The coca paste was brought into Spain by sea in containers hidden among cargos of coffee.

Interior Minister Alfredo Perez Rubalcaba called the police operation “very important” and said it reveals the new face of organised crime in Spain.

“A very powerful group, with lawyers, very well organised, technologically sophisticated”, is how the minister described the criminal network.

In the home at Villanueva de Perales, the paste was processed into cocaine, then vacuum-packed and stamped with the organisation’s seal, which was a picture of a key.

At a press conference at which he announced the operation, police superintendent Jesus Pacheco said that at the outfit’s safe houses officers found more than 2 million euros ($2.6 million) in cash, firearms, luxury vehicles and more than 470 cellphones.
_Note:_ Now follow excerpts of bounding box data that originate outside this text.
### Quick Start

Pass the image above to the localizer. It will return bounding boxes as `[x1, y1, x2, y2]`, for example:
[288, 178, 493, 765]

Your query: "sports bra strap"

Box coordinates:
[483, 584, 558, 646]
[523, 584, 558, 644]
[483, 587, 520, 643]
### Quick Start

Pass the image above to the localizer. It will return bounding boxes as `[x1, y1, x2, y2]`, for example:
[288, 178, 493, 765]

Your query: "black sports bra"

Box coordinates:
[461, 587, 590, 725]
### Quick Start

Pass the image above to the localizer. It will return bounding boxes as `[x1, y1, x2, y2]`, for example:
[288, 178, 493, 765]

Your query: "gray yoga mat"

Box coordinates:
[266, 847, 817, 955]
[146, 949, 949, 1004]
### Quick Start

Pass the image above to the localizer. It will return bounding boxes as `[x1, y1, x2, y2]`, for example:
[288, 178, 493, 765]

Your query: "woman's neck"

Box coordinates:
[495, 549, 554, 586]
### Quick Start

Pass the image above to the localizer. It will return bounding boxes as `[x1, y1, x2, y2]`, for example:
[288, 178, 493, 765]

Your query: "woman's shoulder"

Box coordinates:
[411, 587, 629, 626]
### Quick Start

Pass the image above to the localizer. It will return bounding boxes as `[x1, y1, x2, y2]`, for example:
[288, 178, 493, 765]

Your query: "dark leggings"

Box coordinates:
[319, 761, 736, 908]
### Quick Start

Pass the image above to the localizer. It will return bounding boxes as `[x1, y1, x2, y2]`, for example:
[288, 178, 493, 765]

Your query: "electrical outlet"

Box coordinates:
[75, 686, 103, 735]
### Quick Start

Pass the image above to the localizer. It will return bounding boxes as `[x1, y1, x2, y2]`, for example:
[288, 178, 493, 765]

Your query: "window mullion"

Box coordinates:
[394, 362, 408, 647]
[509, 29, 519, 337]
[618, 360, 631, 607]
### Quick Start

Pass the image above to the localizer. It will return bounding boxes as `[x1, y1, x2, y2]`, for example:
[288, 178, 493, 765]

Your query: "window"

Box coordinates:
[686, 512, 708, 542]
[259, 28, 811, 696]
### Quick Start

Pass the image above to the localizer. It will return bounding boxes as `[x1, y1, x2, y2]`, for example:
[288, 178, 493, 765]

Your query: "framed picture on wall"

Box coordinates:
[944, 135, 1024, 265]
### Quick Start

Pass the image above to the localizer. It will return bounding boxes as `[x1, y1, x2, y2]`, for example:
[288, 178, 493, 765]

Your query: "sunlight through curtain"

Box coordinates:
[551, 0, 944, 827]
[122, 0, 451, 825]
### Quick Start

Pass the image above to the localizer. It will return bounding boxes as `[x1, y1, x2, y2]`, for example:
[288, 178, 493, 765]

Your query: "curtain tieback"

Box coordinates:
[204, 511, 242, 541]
In addition, judicial authorities froze assorted financial and other assets valued at 50 million euros ($65 million).

Pacheco said the group was headed by a Spanish couple and two Colombian brothers who, in turn, worked in cooperation with Madrid night-club owner Lauro Sanchez, who was in charge of distributing the drug at his places of business and through other contacts.

Also working with the criminal group was a Madrid law office, where the attorneys focused on looking for ways to launder the profits coming from the drug sales.

Two lawyers and several staff members at the law firm were also arrested.

The superintendent of the counternarcotics unit, Francisco Miguelanez, said that in his 20 years of fighting drug trafficking he had never seen a cocaine lab of this magnitude and with such a level of sophistication.

The gang had decided to go from selling finished cocaine to buying the coca paste itself in South America and then processing it in Madrid, something that made them greater profits.

Around the laboratory, which was located in an isolated house in the country, the group had set up a real fortress, with guard dogs and directional microphones to detect any movement in the surrounding area.

“They were really paranoid about security,” said Miguelanez, who added that the leaders of the network had heavily armed personal bodyguards with large machetes and Russian-made semi-automatic pistols that had not yet been seen among organised criminal organisations in Spain.